Both Suzanne Truchard and Miguel were raised in Miami, although they met here.
Massens’ father and mother were both born in Cuba, but met and married in Miami. He was born there, too.
He received a bachelor’s degree in business at the University of Florida, then a master’s in hospitality at Florida International University. After working in hospitality at Hilton hotel restaurant, he ended up in the front of the house at Daniel, the restaurant of famed chef and restaurateur Daniel Boulud in New York.
He became interested in cooking, however. And not wanting to spend thousands of dollars at a cooking school, also apprenticed part-time in the kitchen at Daniel, and then took a job in smaller, less-formal sister restaurant BD Bistro, where he could have more responsibility.
From there, he worked at a Cuban restaurant in New York, where he learned to cook classic dishes — though his family often ate Cuban food, he wasn’t that interested in food until he was about 18.
A year and a half ago, he joined The French Laundry team, and after stints at the pop-up Ad Lib, joined the signature restaurant in Yountville when it opened a temporary kitchen during renovations.
He’s now one of three working in the restaurant’s butchery, a rare function in restaurants as most buy meat ready for cooking or pay minimal attention to it.
Suzanne was born on the naval base in Puerto Rico, but was raised in Miami. Like all Cuban girls, she helped her mother cooking the Cuban food they enjoyed.
She got her undergraduate degree at Harvard and a law degree at Northwestern, then practiced law in Miami. While interviewing for a job in San Francisco, she visited wine country with a friend, and Anthony gave the tour when she visited Truchard. That led to a cross-country romance that culminated with their marriage.
She worked in house as a lawyer at Quintessa, then went freelance. She and Anthony have a son, Anthony III, who just turned 2.
A classic Cuban menu
Massens started with the classic appetizer of double-fried smashed plantains, tostones, and added potato chip-like fried plantains and malanga or taro, another tropical root vegetable. We enjoyed them with mojitos.
We had to include lechon asado, or roast pork, almost a national dish. Although they’re surrounded by seafood, pork is the Cubans’ favorite meat.
A whole pig is often roasted whole in a Caja China, a plywood box with an aluminum lid where hot coals are piled. We didn’t have one handy, so Miguel used an oven.
He prepared the lechon as they did at the Cuban restaurant he worked at in New York. He braised the pork, cooking it in a turkey brining bag with the mojo for maximum flavor, resulting in the shoulder falling apart like pulled pork.
The pork also can be marinated first, then roasted in an oven for crispy skin. This is more suitable for slicing. For this, shoot for a temperature of 175 degrees instead of 195 degrees for the fall-apart pork.
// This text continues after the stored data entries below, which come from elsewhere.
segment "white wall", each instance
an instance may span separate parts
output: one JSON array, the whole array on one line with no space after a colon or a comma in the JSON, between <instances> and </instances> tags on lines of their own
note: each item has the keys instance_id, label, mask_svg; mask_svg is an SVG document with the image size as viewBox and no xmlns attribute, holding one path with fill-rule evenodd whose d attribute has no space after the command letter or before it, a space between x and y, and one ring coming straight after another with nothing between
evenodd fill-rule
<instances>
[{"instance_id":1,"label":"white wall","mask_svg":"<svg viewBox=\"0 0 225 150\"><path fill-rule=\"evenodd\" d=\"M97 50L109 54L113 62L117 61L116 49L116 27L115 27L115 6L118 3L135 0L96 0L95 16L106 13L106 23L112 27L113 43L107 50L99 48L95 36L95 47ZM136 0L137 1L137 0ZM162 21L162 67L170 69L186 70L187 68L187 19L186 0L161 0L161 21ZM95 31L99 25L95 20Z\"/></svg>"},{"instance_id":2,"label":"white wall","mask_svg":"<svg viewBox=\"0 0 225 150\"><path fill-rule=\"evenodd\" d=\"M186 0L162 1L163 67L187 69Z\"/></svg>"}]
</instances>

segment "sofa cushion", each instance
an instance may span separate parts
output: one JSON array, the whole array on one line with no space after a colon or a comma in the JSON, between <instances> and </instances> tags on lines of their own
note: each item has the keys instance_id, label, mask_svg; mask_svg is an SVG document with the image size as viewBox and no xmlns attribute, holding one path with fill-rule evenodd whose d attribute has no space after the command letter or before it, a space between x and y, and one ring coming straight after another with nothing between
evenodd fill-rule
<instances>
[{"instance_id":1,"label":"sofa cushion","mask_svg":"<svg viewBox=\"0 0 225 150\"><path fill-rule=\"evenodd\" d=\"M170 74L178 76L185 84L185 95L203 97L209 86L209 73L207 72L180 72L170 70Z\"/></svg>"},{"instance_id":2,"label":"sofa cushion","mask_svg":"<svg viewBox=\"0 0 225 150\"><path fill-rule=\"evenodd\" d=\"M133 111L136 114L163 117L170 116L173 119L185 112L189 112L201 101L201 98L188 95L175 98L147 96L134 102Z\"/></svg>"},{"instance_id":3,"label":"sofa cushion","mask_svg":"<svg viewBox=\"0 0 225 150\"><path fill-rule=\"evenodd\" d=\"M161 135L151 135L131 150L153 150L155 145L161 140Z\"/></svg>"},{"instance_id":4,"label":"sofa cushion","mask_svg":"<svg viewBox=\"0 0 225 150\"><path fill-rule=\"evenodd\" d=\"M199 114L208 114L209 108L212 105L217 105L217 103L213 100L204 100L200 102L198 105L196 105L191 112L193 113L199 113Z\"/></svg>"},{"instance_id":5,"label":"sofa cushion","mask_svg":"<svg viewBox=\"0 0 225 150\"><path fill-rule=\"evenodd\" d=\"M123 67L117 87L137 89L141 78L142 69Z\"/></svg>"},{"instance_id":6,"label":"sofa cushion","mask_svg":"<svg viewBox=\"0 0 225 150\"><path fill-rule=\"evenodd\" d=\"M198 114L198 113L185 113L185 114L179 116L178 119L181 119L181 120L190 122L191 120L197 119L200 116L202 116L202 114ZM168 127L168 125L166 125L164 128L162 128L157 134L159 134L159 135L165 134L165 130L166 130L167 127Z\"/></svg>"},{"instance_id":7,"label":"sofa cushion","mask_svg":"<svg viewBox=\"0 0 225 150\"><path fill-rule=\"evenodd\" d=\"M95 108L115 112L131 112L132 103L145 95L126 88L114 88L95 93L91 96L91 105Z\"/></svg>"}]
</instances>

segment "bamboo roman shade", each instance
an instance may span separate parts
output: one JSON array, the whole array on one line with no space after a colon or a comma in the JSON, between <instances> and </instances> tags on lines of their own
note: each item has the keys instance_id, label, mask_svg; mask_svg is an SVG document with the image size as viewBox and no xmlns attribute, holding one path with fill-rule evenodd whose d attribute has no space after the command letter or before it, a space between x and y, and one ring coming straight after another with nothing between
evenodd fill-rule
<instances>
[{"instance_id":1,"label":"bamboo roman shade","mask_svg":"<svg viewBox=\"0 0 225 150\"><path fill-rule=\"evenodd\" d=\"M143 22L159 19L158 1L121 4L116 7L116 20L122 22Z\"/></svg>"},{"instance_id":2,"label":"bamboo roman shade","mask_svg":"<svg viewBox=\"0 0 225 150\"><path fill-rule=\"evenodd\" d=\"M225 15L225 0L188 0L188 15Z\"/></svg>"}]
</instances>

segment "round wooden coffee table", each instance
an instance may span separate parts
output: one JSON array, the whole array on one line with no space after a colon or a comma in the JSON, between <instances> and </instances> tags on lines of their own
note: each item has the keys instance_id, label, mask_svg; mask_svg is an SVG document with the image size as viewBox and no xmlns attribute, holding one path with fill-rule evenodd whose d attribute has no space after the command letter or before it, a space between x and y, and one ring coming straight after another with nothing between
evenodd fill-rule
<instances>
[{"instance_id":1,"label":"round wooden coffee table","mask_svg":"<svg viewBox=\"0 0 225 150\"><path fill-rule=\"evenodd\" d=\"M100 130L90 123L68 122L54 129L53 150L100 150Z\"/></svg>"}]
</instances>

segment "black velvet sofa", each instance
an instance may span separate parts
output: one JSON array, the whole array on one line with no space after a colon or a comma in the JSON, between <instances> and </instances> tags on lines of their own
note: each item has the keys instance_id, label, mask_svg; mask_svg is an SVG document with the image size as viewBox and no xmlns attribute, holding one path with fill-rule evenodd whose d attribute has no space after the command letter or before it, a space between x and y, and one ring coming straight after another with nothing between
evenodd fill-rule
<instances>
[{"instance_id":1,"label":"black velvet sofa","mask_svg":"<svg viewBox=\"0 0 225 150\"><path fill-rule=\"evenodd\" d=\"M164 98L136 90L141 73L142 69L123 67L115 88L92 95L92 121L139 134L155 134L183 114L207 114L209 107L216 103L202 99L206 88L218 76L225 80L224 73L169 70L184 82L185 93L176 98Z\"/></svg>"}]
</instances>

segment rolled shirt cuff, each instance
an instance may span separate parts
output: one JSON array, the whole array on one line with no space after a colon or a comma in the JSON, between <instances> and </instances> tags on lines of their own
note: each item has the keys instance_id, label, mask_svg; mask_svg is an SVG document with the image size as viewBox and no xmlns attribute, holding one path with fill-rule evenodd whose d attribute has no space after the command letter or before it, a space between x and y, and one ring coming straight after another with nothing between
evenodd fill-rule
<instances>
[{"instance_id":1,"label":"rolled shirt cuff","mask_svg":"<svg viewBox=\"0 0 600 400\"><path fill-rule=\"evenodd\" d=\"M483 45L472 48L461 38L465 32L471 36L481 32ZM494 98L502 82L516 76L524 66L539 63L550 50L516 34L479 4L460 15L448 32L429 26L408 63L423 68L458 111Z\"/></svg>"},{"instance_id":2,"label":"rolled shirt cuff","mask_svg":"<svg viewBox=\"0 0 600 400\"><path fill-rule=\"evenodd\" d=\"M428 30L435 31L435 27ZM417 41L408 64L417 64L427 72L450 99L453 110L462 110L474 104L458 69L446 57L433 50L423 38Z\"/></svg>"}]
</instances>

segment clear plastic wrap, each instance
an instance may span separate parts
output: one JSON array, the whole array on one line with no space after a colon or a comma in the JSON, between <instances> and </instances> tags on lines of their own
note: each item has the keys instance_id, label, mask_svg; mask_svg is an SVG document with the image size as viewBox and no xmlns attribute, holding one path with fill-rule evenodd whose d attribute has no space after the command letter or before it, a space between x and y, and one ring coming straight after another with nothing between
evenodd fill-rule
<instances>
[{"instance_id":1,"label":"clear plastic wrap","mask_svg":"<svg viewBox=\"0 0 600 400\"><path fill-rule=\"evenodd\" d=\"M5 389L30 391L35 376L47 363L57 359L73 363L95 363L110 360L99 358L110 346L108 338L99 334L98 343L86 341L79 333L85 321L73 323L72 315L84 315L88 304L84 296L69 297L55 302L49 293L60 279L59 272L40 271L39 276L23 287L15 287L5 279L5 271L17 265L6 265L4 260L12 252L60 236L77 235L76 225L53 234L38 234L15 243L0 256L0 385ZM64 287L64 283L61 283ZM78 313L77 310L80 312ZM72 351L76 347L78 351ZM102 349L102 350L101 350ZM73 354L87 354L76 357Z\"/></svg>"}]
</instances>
Although it might have seemed overkill, Suzanne made her special arroz con pollo, rice with chicken, which she calls a Cuban paella.
We had to include plain white rice and black beans, which are served at every Cuban meal, plus yuca con mojo, yucca (cassava) with the ubiquitous Cuban garlic-lime and olive oil sauce. We also added in a salad and green beans.
Dessert was Suzanne’s flan with strong coffee, and naturally we served the meal with Truchard wine — in this case syrah and roussane.
As we cooked and dined, we listened to Cuban music — both older favorites like “Siboney,” “Malagueña” and “The Breeze and I (Andalucía)” by Ernesto Lecuona from the Xavier Cugat and Desi Arnez bands, and more modern salsa and other popular Cuban favorites.
Everyone agreed that it was a wonderful feast. Those who hadn’t visited Cuba hope to do so. One of the party, photographer and sailor Martha Blanchfield, is on a sailboat racing from Key West to Havana.
The next day, leftover roast pork and Cuban bread was put to good used in Cuban sandwiches, the odd but tasty grilled sandwich of roast pork, ham, Swiss cheese, dill pickles and yellow mustard.